Milli platformlarımıza önemli yetenekler kazandıracak ve güvenlik güçlerimize sahada çarpan etkisi oluşturacak kabiliyetlerimiz bulunuyor. İHA platformlarının GPS’ten bağımsız görev yapabilmelerine imkân sağlayacak KERKES Projesi ve Sürü İHA çalışmalarımızda da ciddi ilerlemeler kaydettik.

STM’nin ekosistemine ve tedarikçilerine yönelik faaliyetleri neler?

Yürüttüğümüz tüm faaliyetlerimizde özellikle de askeri deniz platformları ve siber güvenlik alanlarındaki önceliğimiz, ekosistemle birlikte büyüyebilmek; iş birlikleriyle güçlenmek, yerli firmalarımızla geliştirdiğimiz çözümlerimizi hem ülkemizin kendi ihtiyaçları için odaklamak hem de yurt dışına taşıyarak onların da büyümelerine ve ihracat yapabilir hale gelmelerine aracı olabilmek. Bu kapsamda bugüne dek yurt içinde ve dışında yürüttüğümüz askeri deniz platformu inşa ve modernizasyon projelerinde, yaklaşık 300 sistem sağlayıcı ve 400’ü aşkın inşa malzemesi üretici ve tedarikçisiyle iş birliği gerçekleştirdik. Bizim tasarladığımız ve Pakistan Deniz Kuvvetlerine teslim ettiğimiz Lojistik Destek Gemisi projesinde, 20’e yakın kuruluşumuzun dolaylı olarak ihracat yapmasına vesile olduk.

1000’in üzerinde, tedarikçi ve iş ortağımız ile milli hedefler doğrultusunda, yenilikçi sistemlere imza atmaya devam ediyor; yetkinlik ve kabiliyetlerimizi iş ekosistemiz ile paylaşarak birlikte büyümeyi hedefliyoruz.

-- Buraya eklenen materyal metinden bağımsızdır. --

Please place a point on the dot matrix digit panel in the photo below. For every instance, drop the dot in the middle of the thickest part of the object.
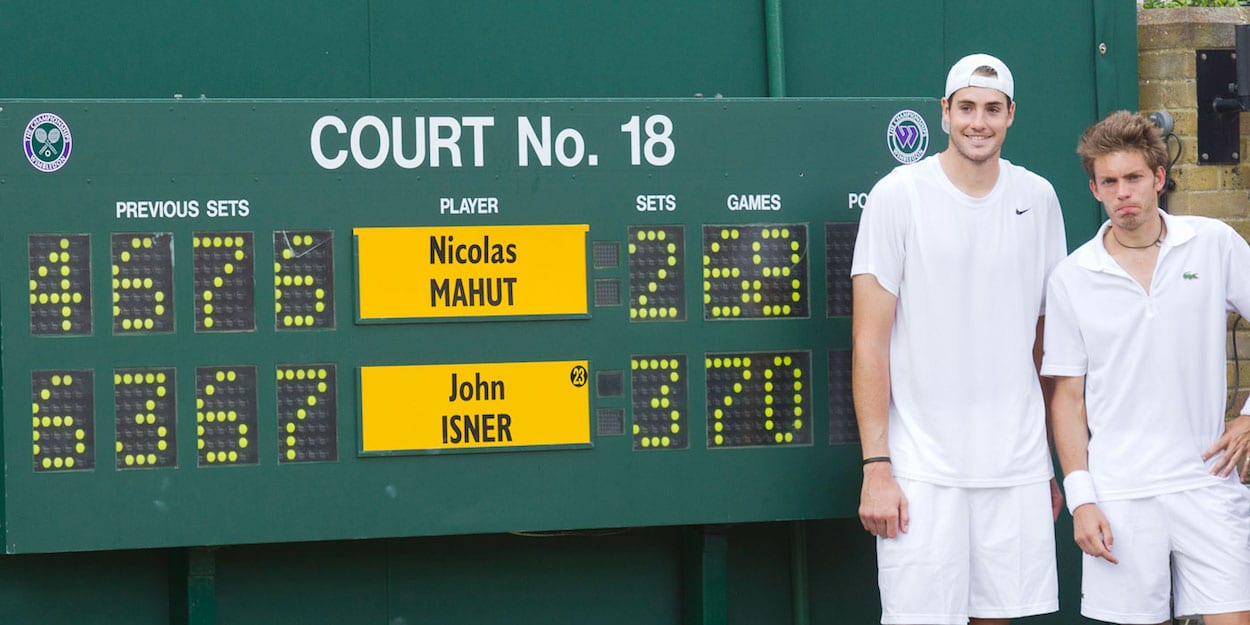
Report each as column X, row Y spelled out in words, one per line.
column 658, row 395
column 224, row 286
column 143, row 283
column 225, row 415
column 308, row 414
column 60, row 284
column 839, row 251
column 145, row 410
column 63, row 405
column 303, row 279
column 758, row 399
column 656, row 290
column 755, row 271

Üniversite sanayii iş birlikleri ya da kritik teknolojilere sahip yerli kurum ve kuruluşlarla da stratejik iş ortaklıkları yaparak kendi tasarımlarımızı üstün kabiliyetlerle donatacak AR-GE ve ÜR-GE faaliyetlerimizi sürdürüyoruz. Bahçeşehir Üniversitesi ile yaptığımız Su altı optik haberleşme buna bir örnek olarak verilebilir.

SİBER VATANI KORUMAK BİZİM IÇIN BİR VAZİFE

Siber güvenlik konusu artık kimsenin kayıtsız kalabileceği bir alan değil ve NATO da bildiğiniz üzere operasyon alanlarına (kara, hava, deniz) Siber Uzayı ekledi. Siber Güvenlik, STM’nin stratejik faaliyet alanlarından birini oluşturuyor ve Siber Vatan’ı koruyacak milli sistemleri geliştirmeyi bir vazife olarak görüyoruz. Bu kapsamda entegratör kimliğimiz ile siber tehdit istihbaratından karar destek sistemlerine, uygulamaların güvenliğinden güvenlik seviyelerinin belirlenmesine kadar bütüncül hizmetler sunuyoruz. Bu bakış açısıyla Türkiye’nin ilk Siber Füzyon Merkezi olan STM Siber Füzyon Merkezimiz (SFM) 2016 yılından beri önemli bir rol oynuyor. TSK için yaptığımız Siber Savunma Merkezi Projesi ile Emniyet Genel Müdürlüğü’nde Siber Suçlar Daire Başkanlığı’nın Bilgi Güvenliği Projesi yürüttüğümüz kritik milli projeler arasında yer alıyor.

Şirketlerin ilgili ekiplerinin siber güvenlik süreçlerini yönetmelerine destek olan Siber Güvenlik Karar Destek Sistemimiz CyDecSys ile de zafiyetlerin otomatik tespit edilmesinden, risk yönetimi yapılması ve zafiyetlerin kapatılmasına kadar olan süreci otomatikleştiriyoruz. STM Bugshield ise, ’hacker’ bakış açısıyla, sistemlerde bulunan zafiyetlerin keşfedilmesini sağlıyor. Ayrıca siber güvenlik alanındaki uzman personelin artırılması için her yıl düzenli olarak, Türkiye’nin en uzun soluklu siber güvenlik etkinliği ‘‘Capture The FlagCTF’’ yarışmalarını düzenliyoruz.